IL-6 in autoimmune disease and chronic inflammatory proliferative disease

http://www.ncbi.nlm.nih.gov/entrez/query.fcgi?cmd=Retrieve&db=PubMed&list_uids=12220549&dopt=Abstract

Cytokine Growth Factor Rev 2002 Aug;13(4-5):357
Ishihara K, Hirano T.
Department of Molecular Oncology (C7), Graduate School of Medicine, Osaka University, 2-2 Yamada-oka Suita, 565-0871, Osaka, Japan

Interleukin 6 (IL-6), which was originally identified as a B-cell differentiation factor, is now known to be a multifunctional cytokine that regulates the immune response, hematopoiesis, the acute phase response, and inflammation.

Deregulation of IL-6 production is implicated in the pathology of several disease processes.

The expression of constitutively high levels of IL-6 in transgenic mice results in fatal plasmacytosis, which has been implicated in human multiple myeloma.

Increased IL-6 levels are also observed in several diseases, including rheumatoid arthritis (RA), systemic-onset juvenile chronic arthritis (JCA), osteoporosis, and psoriasis.

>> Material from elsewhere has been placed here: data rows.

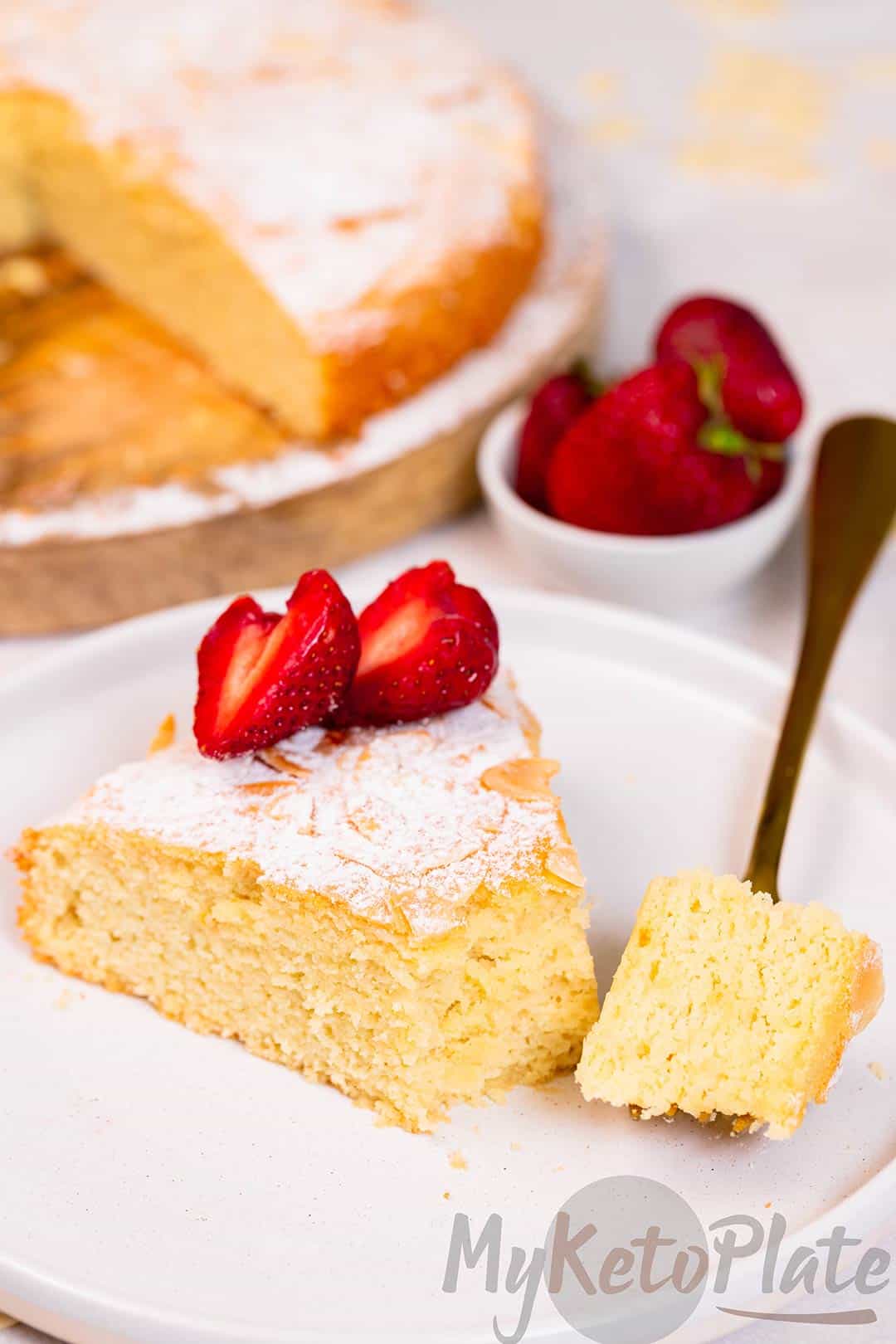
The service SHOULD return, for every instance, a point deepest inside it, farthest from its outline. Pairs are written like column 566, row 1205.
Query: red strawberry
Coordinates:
column 635, row 463
column 758, row 390
column 427, row 645
column 553, row 409
column 264, row 676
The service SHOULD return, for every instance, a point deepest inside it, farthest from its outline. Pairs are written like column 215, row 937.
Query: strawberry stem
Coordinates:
column 582, row 370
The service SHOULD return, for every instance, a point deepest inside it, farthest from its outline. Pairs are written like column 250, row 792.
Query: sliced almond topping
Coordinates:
column 277, row 761
column 165, row 734
column 23, row 275
column 563, row 863
column 524, row 780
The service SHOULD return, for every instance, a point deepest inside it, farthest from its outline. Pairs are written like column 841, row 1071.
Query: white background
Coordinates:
column 798, row 100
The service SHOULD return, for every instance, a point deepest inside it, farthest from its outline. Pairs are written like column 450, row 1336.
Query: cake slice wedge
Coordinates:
column 727, row 1003
column 397, row 912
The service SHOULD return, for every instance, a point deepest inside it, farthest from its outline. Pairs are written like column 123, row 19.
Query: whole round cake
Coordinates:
column 329, row 201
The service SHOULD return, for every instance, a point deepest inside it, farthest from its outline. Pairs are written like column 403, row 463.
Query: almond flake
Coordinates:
column 525, row 780
column 23, row 275
column 563, row 863
column 277, row 761
column 165, row 734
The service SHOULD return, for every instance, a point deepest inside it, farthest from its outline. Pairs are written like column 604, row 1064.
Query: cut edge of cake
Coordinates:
column 407, row 1016
column 119, row 205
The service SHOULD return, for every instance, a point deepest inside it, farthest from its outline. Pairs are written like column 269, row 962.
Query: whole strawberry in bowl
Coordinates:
column 670, row 485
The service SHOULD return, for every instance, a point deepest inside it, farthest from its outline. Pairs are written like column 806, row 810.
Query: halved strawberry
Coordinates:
column 264, row 676
column 427, row 645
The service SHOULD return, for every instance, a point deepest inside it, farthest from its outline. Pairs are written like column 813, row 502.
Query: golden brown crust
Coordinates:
column 173, row 264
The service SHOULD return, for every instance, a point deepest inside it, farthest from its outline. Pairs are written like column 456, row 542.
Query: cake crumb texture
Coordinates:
column 356, row 905
column 405, row 1025
column 724, row 1001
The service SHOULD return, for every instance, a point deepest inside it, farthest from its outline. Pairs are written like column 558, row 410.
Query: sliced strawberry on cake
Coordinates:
column 394, row 908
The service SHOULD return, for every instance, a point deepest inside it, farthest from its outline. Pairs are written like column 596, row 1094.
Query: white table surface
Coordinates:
column 802, row 97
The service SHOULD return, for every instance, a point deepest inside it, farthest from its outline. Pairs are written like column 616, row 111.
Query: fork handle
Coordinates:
column 853, row 507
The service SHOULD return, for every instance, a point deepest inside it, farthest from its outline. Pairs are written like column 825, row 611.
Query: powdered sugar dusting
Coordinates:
column 392, row 821
column 555, row 308
column 344, row 147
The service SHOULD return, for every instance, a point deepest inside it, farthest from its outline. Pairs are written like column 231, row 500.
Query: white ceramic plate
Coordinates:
column 168, row 1188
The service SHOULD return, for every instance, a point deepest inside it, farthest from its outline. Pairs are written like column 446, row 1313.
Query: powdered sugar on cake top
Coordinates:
column 394, row 821
column 551, row 314
column 344, row 147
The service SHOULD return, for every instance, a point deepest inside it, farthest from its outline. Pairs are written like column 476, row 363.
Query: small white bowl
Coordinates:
column 659, row 572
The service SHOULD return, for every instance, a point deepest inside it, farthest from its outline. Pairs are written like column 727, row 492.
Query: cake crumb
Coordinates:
column 23, row 275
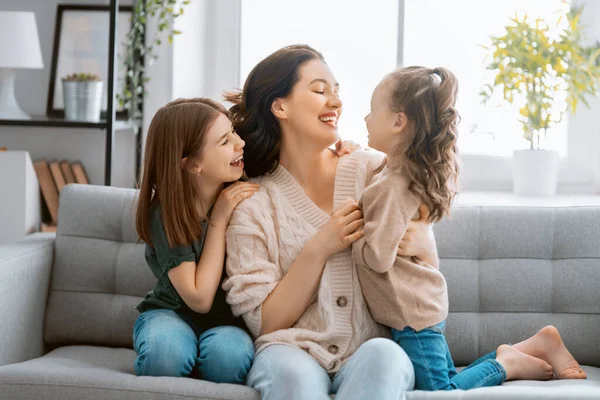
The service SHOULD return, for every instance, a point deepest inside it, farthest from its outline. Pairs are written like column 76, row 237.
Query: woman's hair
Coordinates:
column 272, row 78
column 427, row 97
column 177, row 130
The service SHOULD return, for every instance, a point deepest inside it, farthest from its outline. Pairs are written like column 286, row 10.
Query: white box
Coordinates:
column 20, row 201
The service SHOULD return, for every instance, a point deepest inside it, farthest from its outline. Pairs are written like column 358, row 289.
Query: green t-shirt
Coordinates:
column 161, row 259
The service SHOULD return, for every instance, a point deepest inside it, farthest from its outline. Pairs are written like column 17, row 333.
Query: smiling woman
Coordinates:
column 291, row 274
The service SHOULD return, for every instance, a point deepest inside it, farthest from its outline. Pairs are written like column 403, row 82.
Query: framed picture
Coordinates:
column 81, row 39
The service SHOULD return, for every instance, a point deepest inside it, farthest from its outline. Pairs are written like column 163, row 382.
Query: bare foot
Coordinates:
column 520, row 366
column 548, row 345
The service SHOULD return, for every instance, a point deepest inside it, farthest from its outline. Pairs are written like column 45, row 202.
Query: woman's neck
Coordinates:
column 307, row 163
column 314, row 169
column 209, row 193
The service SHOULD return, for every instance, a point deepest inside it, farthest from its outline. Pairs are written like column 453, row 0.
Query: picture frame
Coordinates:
column 81, row 45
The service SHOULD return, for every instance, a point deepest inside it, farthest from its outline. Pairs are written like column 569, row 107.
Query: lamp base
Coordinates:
column 9, row 108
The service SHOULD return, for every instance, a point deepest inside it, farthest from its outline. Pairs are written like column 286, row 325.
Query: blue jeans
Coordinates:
column 434, row 368
column 167, row 345
column 379, row 369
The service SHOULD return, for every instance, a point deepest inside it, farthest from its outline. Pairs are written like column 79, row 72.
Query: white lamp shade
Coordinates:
column 19, row 40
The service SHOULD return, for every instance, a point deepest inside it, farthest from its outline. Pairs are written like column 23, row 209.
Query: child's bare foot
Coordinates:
column 520, row 366
column 548, row 345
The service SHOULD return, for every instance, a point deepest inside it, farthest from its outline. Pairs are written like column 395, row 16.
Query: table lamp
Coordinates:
column 19, row 48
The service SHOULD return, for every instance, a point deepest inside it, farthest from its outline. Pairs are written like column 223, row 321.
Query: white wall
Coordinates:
column 31, row 91
column 206, row 56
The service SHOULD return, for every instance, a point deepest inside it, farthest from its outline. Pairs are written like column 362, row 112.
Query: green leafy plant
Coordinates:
column 542, row 74
column 140, row 52
column 81, row 77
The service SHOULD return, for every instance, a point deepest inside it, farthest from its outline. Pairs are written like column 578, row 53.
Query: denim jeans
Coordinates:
column 379, row 369
column 434, row 368
column 167, row 345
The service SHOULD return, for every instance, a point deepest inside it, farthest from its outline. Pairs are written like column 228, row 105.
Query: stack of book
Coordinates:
column 53, row 176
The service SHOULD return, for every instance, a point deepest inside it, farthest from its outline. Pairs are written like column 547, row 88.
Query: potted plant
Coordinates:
column 545, row 75
column 82, row 97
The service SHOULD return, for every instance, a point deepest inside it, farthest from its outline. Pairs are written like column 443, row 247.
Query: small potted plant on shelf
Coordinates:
column 545, row 75
column 82, row 96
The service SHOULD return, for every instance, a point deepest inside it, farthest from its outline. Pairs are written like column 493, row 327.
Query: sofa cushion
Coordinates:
column 587, row 389
column 99, row 272
column 84, row 372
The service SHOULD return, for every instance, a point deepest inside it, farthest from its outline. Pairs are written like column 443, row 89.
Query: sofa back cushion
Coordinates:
column 513, row 270
column 510, row 271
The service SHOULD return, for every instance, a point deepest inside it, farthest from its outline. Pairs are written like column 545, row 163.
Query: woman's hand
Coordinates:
column 343, row 228
column 228, row 199
column 345, row 147
column 418, row 241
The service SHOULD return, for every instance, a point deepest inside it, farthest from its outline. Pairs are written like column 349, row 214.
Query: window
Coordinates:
column 358, row 39
column 451, row 34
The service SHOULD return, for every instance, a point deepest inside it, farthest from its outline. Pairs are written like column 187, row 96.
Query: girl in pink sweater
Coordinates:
column 414, row 121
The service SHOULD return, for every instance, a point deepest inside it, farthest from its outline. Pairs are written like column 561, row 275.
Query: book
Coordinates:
column 48, row 187
column 65, row 167
column 79, row 173
column 59, row 179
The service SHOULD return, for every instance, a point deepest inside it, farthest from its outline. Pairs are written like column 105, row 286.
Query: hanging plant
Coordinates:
column 140, row 53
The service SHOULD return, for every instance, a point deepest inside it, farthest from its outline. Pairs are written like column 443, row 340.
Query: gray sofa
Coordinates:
column 66, row 301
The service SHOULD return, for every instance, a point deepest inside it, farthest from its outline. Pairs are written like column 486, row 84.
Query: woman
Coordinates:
column 291, row 275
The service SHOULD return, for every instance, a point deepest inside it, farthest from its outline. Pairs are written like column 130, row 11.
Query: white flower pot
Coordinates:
column 535, row 172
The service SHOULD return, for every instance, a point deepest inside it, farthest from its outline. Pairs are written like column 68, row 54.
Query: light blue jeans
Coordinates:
column 379, row 369
column 167, row 345
column 434, row 368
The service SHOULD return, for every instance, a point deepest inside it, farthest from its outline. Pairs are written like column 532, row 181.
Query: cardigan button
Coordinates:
column 342, row 301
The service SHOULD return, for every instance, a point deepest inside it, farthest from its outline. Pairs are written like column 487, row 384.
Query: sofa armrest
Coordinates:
column 25, row 269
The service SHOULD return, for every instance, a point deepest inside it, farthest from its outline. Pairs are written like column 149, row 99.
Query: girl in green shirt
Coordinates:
column 186, row 199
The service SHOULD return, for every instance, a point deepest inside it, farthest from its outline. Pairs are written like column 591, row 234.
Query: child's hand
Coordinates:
column 228, row 200
column 418, row 241
column 345, row 147
column 343, row 228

IL-6 is critically involved in experimentally induced autoimmune disease, such as antigen-induced arthritis (AIA), and experimental allergic encephalomyelitis.

All these clinical data and animal models suggest that IL-6 plays critical roles in the pathogenesis of autoimmune diseases.

Here we review the evidence for the involvement of IL-6 in the pathophysiology of autoimmune diseases and chronic inflammatory proliferative diseases (CIPD) and discuss the possible molecular mechanisms of its involvement.